History

United States
- Name: Ransom A. Moore
- Namesake: Ransom A. Moore
- Owner: War Shipping Administration (WSA)
- Operator: J. H. Winchester & Company, Inc.
- Ordered: as type (EC2-S-C1) hull, MC hull 2330
- Builder: J.A. Jones Construction, Panama City, Florida
- Cost: $871,631
- Yard number: 71
- Way number: 3
- Laid down: 18 October 1944
- Launched: 21 November 1944
- Sponsored by: Mrs. Emmett Assenheimer
- Completed: 30 November 1944
- Identification: Call sign: ANAU; ;
- Fate: Placed in the National Defense Reserve Fleet, in Beaumont, Texas, 10 May 1952; Sold for scrapping, 31 January 1961, withdrawn from the fleet, 26 July 1961;

General characteristics
- Class & type: Liberty ship; type EC2-S-C1, standard;
- Tonnage: 10,865 LT DWT; 7,176 GRT;
- Displacement: 3,380 long tons (3,434 t) (light); 14,245 long tons (14,474 t) (max);
- Length: 441 feet 6 inches (135 m) oa; 416 feet (127 m) pp; 427 feet (130 m) lwl;
- Beam: 57 feet (17 m)
- Draft: 27 ft 9.25 in (8.4646 m)
- Installed power: 2 × Oil fired 450 °F (232 °C) boilers, operating at 220 psi (1,500 kPa); 2,500 hp (1,900 kW);
- Propulsion: 1 × triple-expansion steam engine, (manufactured by Filer and Stowell, Milwaukee, Wisconsin); 1 × screw propeller;
- Speed: 11.5 knots (21.3 km/h; 13.2 mph)
- Capacity: 562,608 cubic feet (15,931 m^{3}) (grain); 499,573 cubic feet (14,146 m^{3}) (bale);
- Complement: 38–62 USMM; 21–40 USNAG;
- Armament: Varied by ship; Bow-mounted 3-inch (76 mm)/50-caliber gun; Stern-mounted 4-inch (102 mm)/50-caliber gun; 2–8 × single 20-millimeter (0.79 in) Oerlikon anti-aircraft (AA) cannons and/or,; 2–8 × 37-millimeter (1.46 in) M1 AA guns;

= SS Ransom A. Moore =

Liberty ship of WWII

SS Ransom A. Moore was a Liberty ship built in the United States during World War II. She was named after Ransom A. Moore, an American agronomist and professor at the University of Wisconsin-Madison.

== Construction ==
Ransom A. Moore was laid down on 18 October 1944, under a Maritime Commission (MARCOM) contract, MC hull 2330, by J.A. Jones Construction, Panama City, Florida; sponsored by Mrs.
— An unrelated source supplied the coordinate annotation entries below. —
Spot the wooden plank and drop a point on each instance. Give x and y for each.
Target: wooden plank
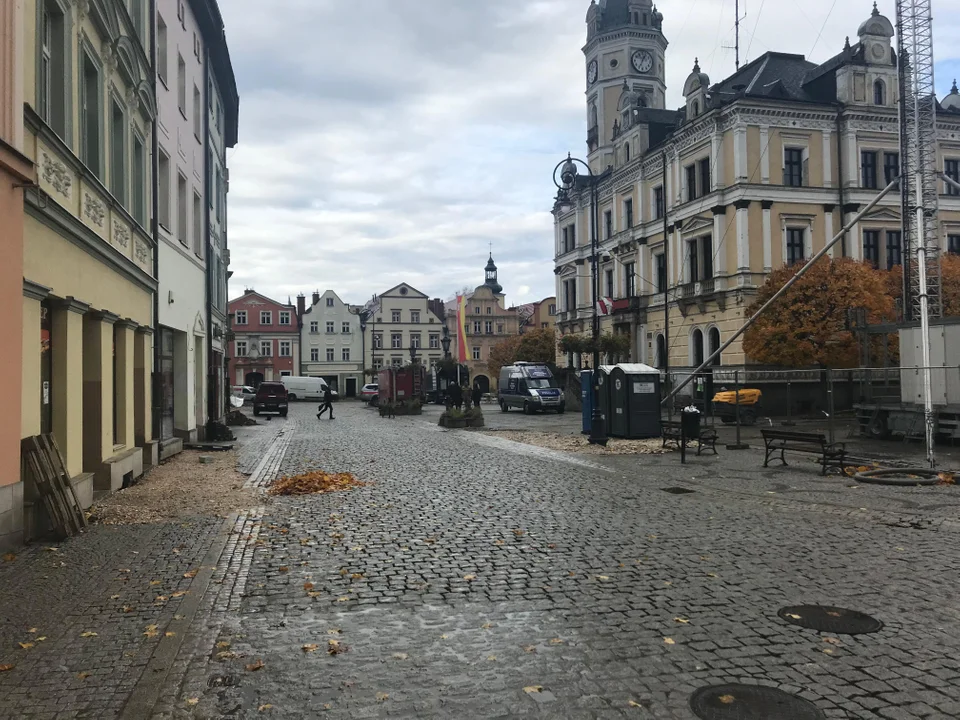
(56, 490)
(58, 456)
(43, 487)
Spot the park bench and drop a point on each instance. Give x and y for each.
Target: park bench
(831, 455)
(670, 430)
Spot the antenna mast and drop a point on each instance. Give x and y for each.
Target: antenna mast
(919, 182)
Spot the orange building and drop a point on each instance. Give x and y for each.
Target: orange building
(16, 170)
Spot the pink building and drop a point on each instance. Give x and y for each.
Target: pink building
(15, 171)
(265, 339)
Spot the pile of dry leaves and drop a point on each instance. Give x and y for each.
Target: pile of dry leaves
(313, 482)
(580, 444)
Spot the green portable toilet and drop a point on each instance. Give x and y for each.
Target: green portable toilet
(619, 423)
(642, 389)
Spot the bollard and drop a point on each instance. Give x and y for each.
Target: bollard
(789, 421)
(737, 445)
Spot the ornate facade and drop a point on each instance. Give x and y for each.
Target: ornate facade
(698, 205)
(89, 253)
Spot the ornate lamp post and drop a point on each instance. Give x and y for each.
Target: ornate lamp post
(567, 178)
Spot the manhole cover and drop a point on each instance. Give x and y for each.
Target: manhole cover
(222, 681)
(751, 702)
(829, 619)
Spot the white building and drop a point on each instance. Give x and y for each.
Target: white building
(331, 342)
(221, 133)
(406, 319)
(182, 241)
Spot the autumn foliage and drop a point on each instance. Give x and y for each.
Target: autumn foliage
(808, 325)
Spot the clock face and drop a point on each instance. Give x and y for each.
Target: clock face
(642, 61)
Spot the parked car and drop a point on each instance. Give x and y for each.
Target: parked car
(304, 388)
(244, 391)
(271, 397)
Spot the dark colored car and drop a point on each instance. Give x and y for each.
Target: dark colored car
(270, 397)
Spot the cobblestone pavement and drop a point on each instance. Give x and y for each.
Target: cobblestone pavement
(475, 577)
(83, 622)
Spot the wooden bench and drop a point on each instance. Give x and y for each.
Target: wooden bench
(832, 455)
(670, 430)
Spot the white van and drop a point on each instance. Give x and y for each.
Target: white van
(304, 388)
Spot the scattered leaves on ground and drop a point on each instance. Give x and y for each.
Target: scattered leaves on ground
(334, 647)
(314, 482)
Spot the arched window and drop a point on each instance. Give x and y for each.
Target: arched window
(879, 93)
(715, 344)
(697, 341)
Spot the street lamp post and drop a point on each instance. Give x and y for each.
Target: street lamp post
(568, 174)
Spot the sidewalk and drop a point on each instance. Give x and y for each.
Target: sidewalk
(80, 620)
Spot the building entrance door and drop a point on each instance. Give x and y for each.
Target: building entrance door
(166, 384)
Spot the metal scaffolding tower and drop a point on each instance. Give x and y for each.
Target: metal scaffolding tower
(919, 179)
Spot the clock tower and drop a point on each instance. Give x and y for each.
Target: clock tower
(625, 45)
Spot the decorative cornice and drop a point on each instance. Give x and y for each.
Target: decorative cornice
(35, 291)
(71, 304)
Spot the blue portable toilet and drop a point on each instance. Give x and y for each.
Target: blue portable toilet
(586, 397)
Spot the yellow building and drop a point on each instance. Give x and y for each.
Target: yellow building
(697, 206)
(89, 273)
(487, 322)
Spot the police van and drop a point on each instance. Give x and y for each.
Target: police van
(531, 387)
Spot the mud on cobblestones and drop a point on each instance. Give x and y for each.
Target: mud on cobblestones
(468, 571)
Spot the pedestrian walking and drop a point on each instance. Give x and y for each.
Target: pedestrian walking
(327, 403)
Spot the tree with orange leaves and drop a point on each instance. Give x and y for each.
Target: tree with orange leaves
(808, 325)
(949, 284)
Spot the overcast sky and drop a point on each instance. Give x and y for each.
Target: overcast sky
(388, 141)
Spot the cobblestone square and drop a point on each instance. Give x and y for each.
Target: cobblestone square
(478, 577)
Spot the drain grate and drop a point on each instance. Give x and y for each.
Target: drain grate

Emmett Assenheimer, the wife of the director of Procurement and Expediting, JAJCC, and launched on 21 November 1944.

==History==
She was allocated to J. H. Winchester & Company, Inc., 30 November 1944. On 1 October 1948, she was placed in the National Defense Reserve Fleet, in Beaumont, Texas.

She was sold for scrapping, 15 March 1970, to Luria Bros. and Co., Inc., for $41,280. She was withdrawn from the fleet, 15 June 1970.